Concerns on effectiveness of education aid in East Africa

The Guardian‘s Claire Provost reports on a new
Independent Commission on Aid Impact evaluation of UK education aid
for Tanzania, Rwanda and Ethiopia, which finds too much attention paid to increased enrollments and not enough to actual educational performance:

“The quality of education being provided to most children in these countries is so low that it seriously detracts from the development impact of DfiD’s educational assistance,” said the report, which failed to find evidence that DfiD was considering “basic preconditions for learning” such as whether students and teachers actually attend class after the first day.

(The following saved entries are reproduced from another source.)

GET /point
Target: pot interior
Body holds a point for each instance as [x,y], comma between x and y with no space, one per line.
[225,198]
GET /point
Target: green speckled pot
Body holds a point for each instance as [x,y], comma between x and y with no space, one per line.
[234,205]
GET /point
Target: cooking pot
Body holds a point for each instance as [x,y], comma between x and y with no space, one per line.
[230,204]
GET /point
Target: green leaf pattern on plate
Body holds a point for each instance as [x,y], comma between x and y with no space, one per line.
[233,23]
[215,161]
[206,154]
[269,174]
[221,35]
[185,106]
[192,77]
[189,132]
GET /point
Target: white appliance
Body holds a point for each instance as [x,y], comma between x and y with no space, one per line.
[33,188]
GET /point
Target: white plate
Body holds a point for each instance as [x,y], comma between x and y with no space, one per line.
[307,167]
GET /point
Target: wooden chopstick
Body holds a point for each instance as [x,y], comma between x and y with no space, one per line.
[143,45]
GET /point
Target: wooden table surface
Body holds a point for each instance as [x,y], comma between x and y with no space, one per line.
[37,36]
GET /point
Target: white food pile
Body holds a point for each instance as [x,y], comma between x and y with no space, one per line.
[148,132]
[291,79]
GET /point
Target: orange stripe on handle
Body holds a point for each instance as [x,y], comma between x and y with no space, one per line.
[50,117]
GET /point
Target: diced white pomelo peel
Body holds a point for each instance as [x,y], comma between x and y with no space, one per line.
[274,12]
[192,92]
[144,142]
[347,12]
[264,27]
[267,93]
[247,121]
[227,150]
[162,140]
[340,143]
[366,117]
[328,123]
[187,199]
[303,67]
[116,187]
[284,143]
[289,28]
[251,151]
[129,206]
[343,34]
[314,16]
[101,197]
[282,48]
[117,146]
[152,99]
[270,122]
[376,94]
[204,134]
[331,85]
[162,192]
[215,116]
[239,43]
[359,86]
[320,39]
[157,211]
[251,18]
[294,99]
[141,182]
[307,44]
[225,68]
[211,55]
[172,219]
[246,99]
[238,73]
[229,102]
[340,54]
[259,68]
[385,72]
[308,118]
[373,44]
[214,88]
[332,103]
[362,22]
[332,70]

“To achieve near-universal primary enrolment but with a large majority of pupils failing to attain basic levels of literacy or numeracy is not, in our view, a successful development result. It represents poor value for money both for the UK’s assistance and for national budgets,” said the report giving the programmes an “amber-red” rating signifying that they need significant improvements.

DfiD funding for education in the three countries is expected to top £1bn over the 2005-2015 period. The majority of this has been delivered through “budget support” – money given directly to recipient country governments. While this has helped DfiD to concentrate on promoting policy reforms, said ICAI, the department should now consider a more “hands-on approach”.

 

This seems to be consistent with what both the UK and the US have seen in Kenya, with the “education scandal” over a course of years under the “free primary education” initiative following the 2002 elections and on into the current Government of National Unity.  Direct budget support has serious risks and limitations.  For one thing, foreign funding does not necessarily change the priorities that may be reflected in the lack of local funding in the first place.  A separate ICAI report found that budget support can be effective in the right conditions, but in practice varied widely by country–India, for instance, showed better results.

Encouragingly, the current UK international development secretary, Andrew Mitchell, expressed willingness to apply the learning from the independent evaluation, and acknowledged a previous over-emphasis on increased enrollment in and of itself.